U.S. soldier-turned-foreign fighter faces charges in Florida double murder after extradition from Ukraine

Americans travel to join Ukraine war effort

A former U.S. soldier has been extradited from Ukraine and is facing charges related to a double murder in Florida and other alleged crimes, officials said Monday. Craig Austin Lang, 34, allegedly committed the double murder as well as armed robbery and aggravated identity theft, according to a news release from the U.S. Department of Justice

Principal Deputy Assistant Attorney General Nicole M. Argentieri referred to Lang's alleged actions as an "international crime spree" that was "shocking in its scope and its callous disregard for human life." He had been expected to make his first appearance in Fort Myers on Monday to face charges.

CBS News has reached out to Lang's court-appointed attorneys for comment. 

Court documents state that Lang and a co-defendent, Alex Jared Zwiefelhofer, met in 2017 in Ukraine, where Lang had been living and fighting on and off since 2015, according to the BBC. Zwiefelhofer said they were members of a volunteer battalion fighting against Russian separatists, according to the Justice Department.
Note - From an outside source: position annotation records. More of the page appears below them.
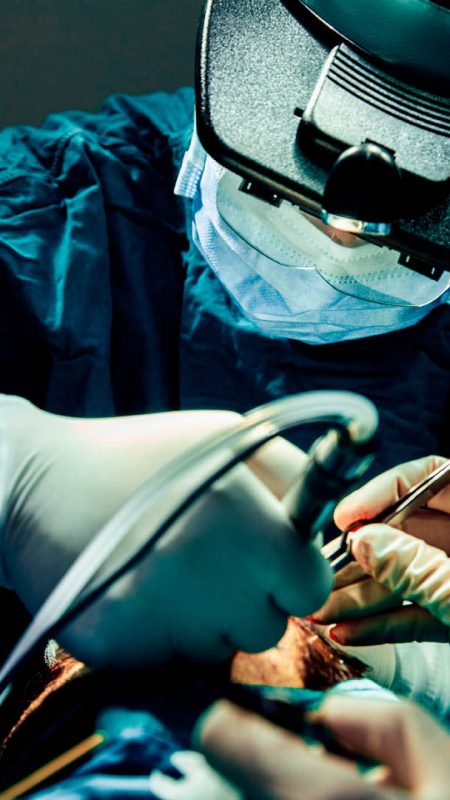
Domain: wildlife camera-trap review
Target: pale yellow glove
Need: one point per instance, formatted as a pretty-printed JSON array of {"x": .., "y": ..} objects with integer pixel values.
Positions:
[{"x": 393, "y": 566}]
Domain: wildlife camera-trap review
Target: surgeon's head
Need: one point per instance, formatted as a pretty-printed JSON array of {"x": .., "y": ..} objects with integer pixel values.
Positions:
[{"x": 320, "y": 167}]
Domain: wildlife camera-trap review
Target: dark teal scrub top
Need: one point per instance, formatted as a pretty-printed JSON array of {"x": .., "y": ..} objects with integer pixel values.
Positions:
[{"x": 107, "y": 308}]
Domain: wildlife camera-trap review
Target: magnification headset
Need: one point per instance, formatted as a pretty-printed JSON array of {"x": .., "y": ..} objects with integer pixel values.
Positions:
[{"x": 341, "y": 107}]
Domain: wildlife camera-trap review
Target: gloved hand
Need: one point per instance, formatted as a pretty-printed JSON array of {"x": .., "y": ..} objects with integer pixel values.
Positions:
[
  {"x": 225, "y": 577},
  {"x": 393, "y": 565},
  {"x": 269, "y": 763}
]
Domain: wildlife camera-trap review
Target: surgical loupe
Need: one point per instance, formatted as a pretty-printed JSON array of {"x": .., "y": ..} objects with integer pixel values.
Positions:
[{"x": 336, "y": 462}]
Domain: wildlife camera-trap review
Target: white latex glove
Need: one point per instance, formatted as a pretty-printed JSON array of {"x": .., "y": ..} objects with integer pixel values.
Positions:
[
  {"x": 225, "y": 577},
  {"x": 410, "y": 564},
  {"x": 269, "y": 763}
]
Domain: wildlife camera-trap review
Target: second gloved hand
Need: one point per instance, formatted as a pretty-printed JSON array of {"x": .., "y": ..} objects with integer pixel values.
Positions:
[
  {"x": 226, "y": 575},
  {"x": 393, "y": 566}
]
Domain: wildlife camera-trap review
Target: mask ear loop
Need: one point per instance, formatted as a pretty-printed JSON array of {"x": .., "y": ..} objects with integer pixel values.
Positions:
[{"x": 187, "y": 478}]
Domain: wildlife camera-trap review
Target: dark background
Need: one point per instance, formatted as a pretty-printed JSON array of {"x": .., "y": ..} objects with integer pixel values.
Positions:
[{"x": 61, "y": 54}]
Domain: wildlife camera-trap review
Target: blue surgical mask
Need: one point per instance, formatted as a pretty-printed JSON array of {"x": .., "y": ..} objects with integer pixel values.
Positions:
[{"x": 289, "y": 278}]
The pair also allegedly traveled to Kenya and planned to fight terrorists. The two were allegedly detained by authorities when they attempted to enter South Sudan, and were deported back to the United States, the Justice Department said.

The pair allegedly reunited in Florida in 2018. They allegedly killed a couple who had planned to purchase firearms that Lang and Zwiefelhofer listed for sale online. The two then allegedly robbed the victims to pay for travel to Venezuela, where they "planned to fight the Venezuelan regime," according to the Justice Department's news release. 
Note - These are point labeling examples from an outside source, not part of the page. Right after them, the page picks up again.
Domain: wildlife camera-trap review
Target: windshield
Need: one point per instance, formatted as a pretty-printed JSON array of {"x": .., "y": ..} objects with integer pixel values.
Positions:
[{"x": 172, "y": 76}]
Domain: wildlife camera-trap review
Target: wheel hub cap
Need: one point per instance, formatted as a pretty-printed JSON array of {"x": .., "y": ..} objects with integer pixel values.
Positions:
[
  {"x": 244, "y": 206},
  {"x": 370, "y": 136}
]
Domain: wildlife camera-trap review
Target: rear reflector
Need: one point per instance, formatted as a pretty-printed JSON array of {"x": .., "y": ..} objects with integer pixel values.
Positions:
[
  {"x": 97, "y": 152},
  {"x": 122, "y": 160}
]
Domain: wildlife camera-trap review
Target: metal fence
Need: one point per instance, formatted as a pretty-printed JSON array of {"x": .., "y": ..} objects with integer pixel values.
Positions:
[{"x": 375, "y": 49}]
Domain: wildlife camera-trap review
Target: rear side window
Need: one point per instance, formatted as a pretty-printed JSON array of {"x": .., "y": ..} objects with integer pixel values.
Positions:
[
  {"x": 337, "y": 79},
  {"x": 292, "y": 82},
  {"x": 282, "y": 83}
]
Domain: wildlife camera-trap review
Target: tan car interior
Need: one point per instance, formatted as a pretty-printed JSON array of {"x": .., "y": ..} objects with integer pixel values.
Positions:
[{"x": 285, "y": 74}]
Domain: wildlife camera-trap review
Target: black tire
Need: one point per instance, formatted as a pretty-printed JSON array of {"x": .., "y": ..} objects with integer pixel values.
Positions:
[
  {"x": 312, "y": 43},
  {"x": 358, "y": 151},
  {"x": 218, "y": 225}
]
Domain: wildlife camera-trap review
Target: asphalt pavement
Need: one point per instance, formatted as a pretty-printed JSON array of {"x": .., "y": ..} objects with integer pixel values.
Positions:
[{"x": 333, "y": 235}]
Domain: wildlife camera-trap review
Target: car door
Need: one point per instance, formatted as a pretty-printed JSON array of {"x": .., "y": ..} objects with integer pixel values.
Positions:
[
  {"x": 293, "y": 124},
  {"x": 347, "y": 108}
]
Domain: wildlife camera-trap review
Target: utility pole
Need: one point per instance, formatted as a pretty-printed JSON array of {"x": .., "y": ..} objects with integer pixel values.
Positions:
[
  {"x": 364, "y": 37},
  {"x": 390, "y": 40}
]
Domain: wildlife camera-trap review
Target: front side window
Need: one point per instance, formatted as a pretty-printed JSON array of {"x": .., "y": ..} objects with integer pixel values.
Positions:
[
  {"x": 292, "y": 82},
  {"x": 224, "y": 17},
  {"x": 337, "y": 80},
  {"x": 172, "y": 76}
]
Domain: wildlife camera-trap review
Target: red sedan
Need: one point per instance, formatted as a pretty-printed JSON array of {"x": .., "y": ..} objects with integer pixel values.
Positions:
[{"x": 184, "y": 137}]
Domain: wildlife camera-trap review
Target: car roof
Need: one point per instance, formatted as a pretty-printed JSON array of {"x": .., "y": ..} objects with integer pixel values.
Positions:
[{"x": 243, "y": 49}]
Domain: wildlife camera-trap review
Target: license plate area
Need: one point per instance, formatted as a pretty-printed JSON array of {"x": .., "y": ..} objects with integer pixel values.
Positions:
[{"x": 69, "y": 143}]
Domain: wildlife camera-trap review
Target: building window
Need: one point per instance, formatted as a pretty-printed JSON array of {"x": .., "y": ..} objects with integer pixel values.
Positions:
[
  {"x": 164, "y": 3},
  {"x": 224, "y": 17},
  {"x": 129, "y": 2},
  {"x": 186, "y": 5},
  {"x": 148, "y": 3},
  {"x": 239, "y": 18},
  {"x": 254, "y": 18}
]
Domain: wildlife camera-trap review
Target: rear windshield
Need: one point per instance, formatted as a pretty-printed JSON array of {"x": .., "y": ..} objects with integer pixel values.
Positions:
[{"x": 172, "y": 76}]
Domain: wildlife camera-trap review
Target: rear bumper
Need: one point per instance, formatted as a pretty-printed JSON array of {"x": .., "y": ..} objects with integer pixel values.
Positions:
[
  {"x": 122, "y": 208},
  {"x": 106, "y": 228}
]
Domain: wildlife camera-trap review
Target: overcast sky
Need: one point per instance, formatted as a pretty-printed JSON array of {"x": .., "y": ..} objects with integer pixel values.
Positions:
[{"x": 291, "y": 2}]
Neither man traveled to Venezuela and Zwiefelhofer was arrested a month later, the BBC reported. Zwiefelhofer was convicted in March and is scheduled to be sentenced in August, according to the Justice Department.

In 2018, Lang allegedly traveled to North Carolina where he took part in a plot to acquire a passport under an assumed name. He allegedly traded multiple firearms, a military smoke grenade and about $1,500 in cash with a man named Dameon Shae Adcock in exchange for using Adcock's information on a passport application, the Justice Department says. Lang and another co-conspirator working to travel under a false identity allegedly acquired tickets to travel from Georgia to New York to Ukraine. The others involved in the scheme pled guilty to charges connected to the scheme and were sentenced in 2020. 

In 2019, Lang was charged with misusing a passport at the U.S. border in Arizona to obtain a Mexican visa. In total, he faces charges in three states: Florida, North Carolina and Arizona. 

Lang was extradited this year after the European Court of Human Rights rejected his claim challenging extradition under the court's convention. If convicted, he faces up to a life sentence in prison.